Yabancı Bayraklar Altında Ölenlere Ağıt
(Hüseyin Nihal ATSIZ)
Ey, istemedikleri saflarda gönülsüz olarak çarpışıp kan döken kardeşler! Irkınızın kan ve şan türesine uyarak, en yaman kuvvetler karşısında sizin son fişek ve son ata kadar çarpıştığınızı gazetelerde okuduğum zaman karabahtınızın korkunçluğu karşısında içim sızladı. Tarihin bu sert kasırgası içinde siz yabancı bayraklar altında, yabancı ülküler uğruna değil, bizimle aynı safta, ay-yıldızlı bayrağın gölgesi altında büyük ülkü uğruna çarpışmalıydınız. Kanlarınızın ırmaklarından ve geride bıraktıklarınızın göz yaşlarından, tarihe karışmış olan atalarımızı sevindiren zafer ağaçları yeşermeliydi.
Sizin ve bizim dedelerimiz aynı başbuğların buyruğunda, aynı zafer bayraklarının altında doludizgin dört yana at sürmüşlerdi.
Irkımızın bahadırları, yüzlerine büsbütün heybet veren börkleriyle, belde kılıç, sırtta sadak, sonsuz bozkırların üstünde kımızla beslenip, kartallarla yarışarak düşman sınırlarında gözükürler, kurt ulumasını andıran türkülerle saldırarak önlerine geleni darmadağın ederlerdi. Orada, o eski ülkede gidilir, atılınır, saldırılır, fakat geri dönülmezdi.
Zafer gecelerinin parlak ayları altında kopuzlara vuruldu mu yüzbinlerce gönül tek yürek gibi çarpar, kahramanların nasıl saldırdığı, atların nasıl şahlandığı ozanların diliyle millete anlatılırdı.

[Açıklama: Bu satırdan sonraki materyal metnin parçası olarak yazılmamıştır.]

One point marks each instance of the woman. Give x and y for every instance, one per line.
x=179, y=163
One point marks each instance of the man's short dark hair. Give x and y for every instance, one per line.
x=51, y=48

Orada erler pars gibi, arslan ve kartal gibiydiler. Kızlar güneşe benzer, ayın ondördünü andırırdı.
Sonra yıldızımız söndü. Ayrı düşerek kendi başlarımızın derdine daldık. Bozgunlar, tasalar birbirini kovaladı. Dünyada herşey bozuldu, her şey değişti. Fakat bu değişen, bozulan dünyada eskisi gibi kalan tek bir şey vardı: Türk kanı…
Onu ne yüzyılların tasası, ne de aşağılık kanların çirkefi değiştiremedi.
Sizin, ırkınızın tarihinden gelen sese uyarak son fişeğe ve son ata kadar dövüştüğünüzü okuyunca bütün o parlak geçmişi hatırladım. Keşke bu kadar sert dövüşmeseydiniz, diyemezdim. Türemize uymak mecburiyetinde idiniz. Onun için size şu satırları yazarak, artık bu gün yabancı olan topraklarda dökülen kanınız için ağıt yakmak istiyorum.
Ey yabancı bayraklar altında ölenler! Belirsiz mezarlarınızda kimse selam durmıyacak. Belki hiçbir şair sizin için yanan bir yazı yazmıyacak.
Varsın sizi hiçbir dudak anmasın. İsterse hiçbir mısra yanmasın. Ruhlarımız Tanrıdağı'na varınca, efsanelere karışmış atamız Alp Er Tunga, başınıza kahramanlık tacını eliyle giydirecek, bütün kahramanlarımız size gülümsiyecek ve en büyük övüncümüz, kahramanlar kahramanı, en büyük Türk yiğidi Kür Şad “gaza yaraları kutlu olsun” diyecektir.
Ey son fişek ve son ata kadar vuruşan uzak kardeşler! Dünyada hiçbir kahramanlık boşuna değildir. Sizin yok yere akmış gibi gözüken kanlarınızdan da yarın yeni şafaklar doğacaktır. Bu kan ırmakları dalgın yığınları uyaracak, dağınık obalarda birleşme duygusu dalgalanarak yüzbinlerce kardeşi bir ülküye, Kızıl Alma'ya doğru koşturacaktır.
Son fişeğe ve son ata kadar!…
Sizin için, yabancıların söylediği bu sözlerden daha güzel beğenme nişanesi olur mu? Tarihinizden, kanınızdan, ırkınızdan aldığınız hızla siz böyle yapmağa zaten mecburdunuz. Tanrı bizden yüz çevirip ırkımızın kökü yeryüzünden kazınsa bile kocamış tarih bizim için: “Bittiler, fakat dönmediler” diyecektir. Siz son fişek ve son ata kadar dövüşmekle yok olmıyacağın senedini yazıyorsunuz.
Çanakkale'de kardeşleriniz çarpışırken gönülleriniz hangi duygu ile çarptı ve elleriniz Tanrıya nasıl kalktıysa bugün de bizim gönüllerimiz sizin için aynı duygularla çarpıyor.
Dövüşün! Son fişeğe, son damla kana kadar savaşın!… İstemediğiniz yabancı saflarda ölün! Zarar yok… Bu ayrılıklardan yarının büyük birliği doğacaktır… Birleşeceğiz ve Tanrıdağı'nın eteklerinde kımız içerek sizin ve bizim bir olan atalarımız için Tanrıya yakaracağız.